Jefferies & Co. reiterates buy
McAfee is set to eclipse rival Symantec Corp. (SYMC) as the biggest security software supplier to businesses, Jefferies & Co. analyst Katherine Egbert said on Sept. 15. Egbert said McAfee could surpass Symantec as soon as this quarter.
She added that McAfee is in the final month of an 18-month contract with computer maker Dell (DELL), and she expects Dell to beat out Symantec in what appears to be a "two-horse race."
McAfee is also in early negotiations with Hewlett-Packard (HPQ) for a contract that Symantec already holds, Egbert said. That deal would be about twice as big as the Dell contract, she said.
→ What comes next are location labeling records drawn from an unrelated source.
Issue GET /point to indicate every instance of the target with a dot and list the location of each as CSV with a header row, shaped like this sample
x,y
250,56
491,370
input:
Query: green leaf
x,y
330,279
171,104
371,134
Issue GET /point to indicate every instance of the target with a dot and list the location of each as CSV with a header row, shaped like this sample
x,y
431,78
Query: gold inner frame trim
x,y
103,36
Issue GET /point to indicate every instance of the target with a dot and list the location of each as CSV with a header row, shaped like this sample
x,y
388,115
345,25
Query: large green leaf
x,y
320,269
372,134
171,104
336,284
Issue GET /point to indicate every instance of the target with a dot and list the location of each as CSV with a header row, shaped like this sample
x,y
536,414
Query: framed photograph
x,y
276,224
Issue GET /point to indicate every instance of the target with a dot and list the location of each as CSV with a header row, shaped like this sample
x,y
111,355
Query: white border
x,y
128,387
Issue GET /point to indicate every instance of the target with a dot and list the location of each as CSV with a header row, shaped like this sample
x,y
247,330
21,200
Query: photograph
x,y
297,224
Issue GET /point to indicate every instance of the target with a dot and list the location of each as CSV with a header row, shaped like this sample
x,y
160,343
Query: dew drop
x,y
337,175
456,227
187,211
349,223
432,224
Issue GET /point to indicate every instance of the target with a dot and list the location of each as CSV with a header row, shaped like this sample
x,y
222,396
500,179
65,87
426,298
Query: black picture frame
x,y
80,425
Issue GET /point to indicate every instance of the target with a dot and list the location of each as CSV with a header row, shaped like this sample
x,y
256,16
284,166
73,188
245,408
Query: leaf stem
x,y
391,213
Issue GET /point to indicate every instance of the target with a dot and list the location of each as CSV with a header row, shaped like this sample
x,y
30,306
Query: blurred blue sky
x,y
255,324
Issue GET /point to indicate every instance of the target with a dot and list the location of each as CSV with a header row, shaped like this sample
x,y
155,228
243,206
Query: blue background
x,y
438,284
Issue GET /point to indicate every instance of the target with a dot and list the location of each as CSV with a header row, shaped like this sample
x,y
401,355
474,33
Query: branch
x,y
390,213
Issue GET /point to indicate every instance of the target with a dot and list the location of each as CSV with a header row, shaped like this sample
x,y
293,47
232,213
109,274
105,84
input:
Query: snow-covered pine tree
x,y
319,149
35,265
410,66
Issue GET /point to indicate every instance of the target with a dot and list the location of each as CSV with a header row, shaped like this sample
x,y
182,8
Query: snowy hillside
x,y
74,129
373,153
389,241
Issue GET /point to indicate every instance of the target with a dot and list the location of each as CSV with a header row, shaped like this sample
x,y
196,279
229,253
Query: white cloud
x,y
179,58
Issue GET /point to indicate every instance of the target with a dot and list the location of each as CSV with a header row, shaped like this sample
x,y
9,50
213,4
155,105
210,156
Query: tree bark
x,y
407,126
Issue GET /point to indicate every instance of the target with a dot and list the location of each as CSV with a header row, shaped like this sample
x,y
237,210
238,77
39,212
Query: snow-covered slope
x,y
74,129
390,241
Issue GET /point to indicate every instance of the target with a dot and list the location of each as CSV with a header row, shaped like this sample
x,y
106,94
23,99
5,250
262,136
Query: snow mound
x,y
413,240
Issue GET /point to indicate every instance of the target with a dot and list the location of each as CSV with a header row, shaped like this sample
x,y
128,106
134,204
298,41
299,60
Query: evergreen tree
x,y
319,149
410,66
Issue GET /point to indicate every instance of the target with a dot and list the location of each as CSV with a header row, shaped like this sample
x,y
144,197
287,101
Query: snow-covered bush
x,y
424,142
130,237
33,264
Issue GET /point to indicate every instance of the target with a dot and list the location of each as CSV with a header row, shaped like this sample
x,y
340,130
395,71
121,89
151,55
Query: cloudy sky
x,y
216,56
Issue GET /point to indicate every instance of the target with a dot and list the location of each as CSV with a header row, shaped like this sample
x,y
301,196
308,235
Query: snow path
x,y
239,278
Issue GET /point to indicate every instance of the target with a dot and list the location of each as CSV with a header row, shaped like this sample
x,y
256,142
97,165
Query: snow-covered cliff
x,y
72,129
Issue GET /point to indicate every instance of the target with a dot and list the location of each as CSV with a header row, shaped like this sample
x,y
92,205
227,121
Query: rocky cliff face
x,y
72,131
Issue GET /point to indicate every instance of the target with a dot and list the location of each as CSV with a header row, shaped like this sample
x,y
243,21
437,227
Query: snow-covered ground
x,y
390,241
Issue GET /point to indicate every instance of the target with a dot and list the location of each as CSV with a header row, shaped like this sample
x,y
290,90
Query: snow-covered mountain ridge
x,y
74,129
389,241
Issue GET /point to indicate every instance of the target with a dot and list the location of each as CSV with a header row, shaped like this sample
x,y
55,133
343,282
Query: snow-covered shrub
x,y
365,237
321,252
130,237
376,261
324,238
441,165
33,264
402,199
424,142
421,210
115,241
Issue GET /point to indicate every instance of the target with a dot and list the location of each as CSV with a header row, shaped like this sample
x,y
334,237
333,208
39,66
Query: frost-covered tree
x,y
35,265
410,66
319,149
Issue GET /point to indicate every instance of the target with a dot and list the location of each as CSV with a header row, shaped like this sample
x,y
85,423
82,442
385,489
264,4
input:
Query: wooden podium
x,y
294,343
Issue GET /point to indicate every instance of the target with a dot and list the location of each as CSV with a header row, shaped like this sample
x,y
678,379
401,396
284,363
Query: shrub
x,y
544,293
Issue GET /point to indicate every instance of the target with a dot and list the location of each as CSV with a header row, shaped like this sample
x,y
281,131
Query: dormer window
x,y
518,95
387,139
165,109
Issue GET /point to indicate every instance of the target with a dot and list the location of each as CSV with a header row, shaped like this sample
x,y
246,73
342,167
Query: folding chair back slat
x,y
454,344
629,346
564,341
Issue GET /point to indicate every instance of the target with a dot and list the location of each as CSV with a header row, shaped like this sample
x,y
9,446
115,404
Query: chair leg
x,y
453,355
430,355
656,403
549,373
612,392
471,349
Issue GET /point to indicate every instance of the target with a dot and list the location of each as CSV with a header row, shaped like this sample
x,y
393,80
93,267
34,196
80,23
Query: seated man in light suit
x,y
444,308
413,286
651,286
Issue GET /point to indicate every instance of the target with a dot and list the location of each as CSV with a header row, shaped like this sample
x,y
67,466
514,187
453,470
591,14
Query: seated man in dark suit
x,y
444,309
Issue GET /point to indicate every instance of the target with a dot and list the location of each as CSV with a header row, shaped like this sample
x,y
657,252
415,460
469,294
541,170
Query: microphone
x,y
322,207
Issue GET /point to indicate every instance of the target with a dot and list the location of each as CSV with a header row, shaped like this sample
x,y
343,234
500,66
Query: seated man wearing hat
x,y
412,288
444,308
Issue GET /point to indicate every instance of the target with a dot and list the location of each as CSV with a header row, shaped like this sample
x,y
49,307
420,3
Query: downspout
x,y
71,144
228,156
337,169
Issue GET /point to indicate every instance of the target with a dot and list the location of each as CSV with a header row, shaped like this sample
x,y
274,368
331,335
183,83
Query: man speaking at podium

Along with new opportunities, Egbert said the size of deals is getting bigger. "The increased deal size stems from the upsell of multiple products, not longer contracts," she said.
Oppenheimer upgrades to outperform from perform
Teradyne shares climbed in premarket trading Sept. 15 after Oppenheimer & Co. upgraded the chip testing equipment maker's stock, citing a key new contract and cost cutting.
In a note to investors, Oppenheimer analyst Gary Hsueh cited a new contract to provide equipment for Qualcomm (QCOM), the wireless communications chip maker, saying the deal "delivers a gut-punch" to rival Verigy Ltd.
Hsueh also pointed to better predictability in orders from network chip maker Broadcom (BRCM) in the fourth quarter. "Combined with unprecedented cost cutting, (Teradyne) is now ripped, with big muscles," he said.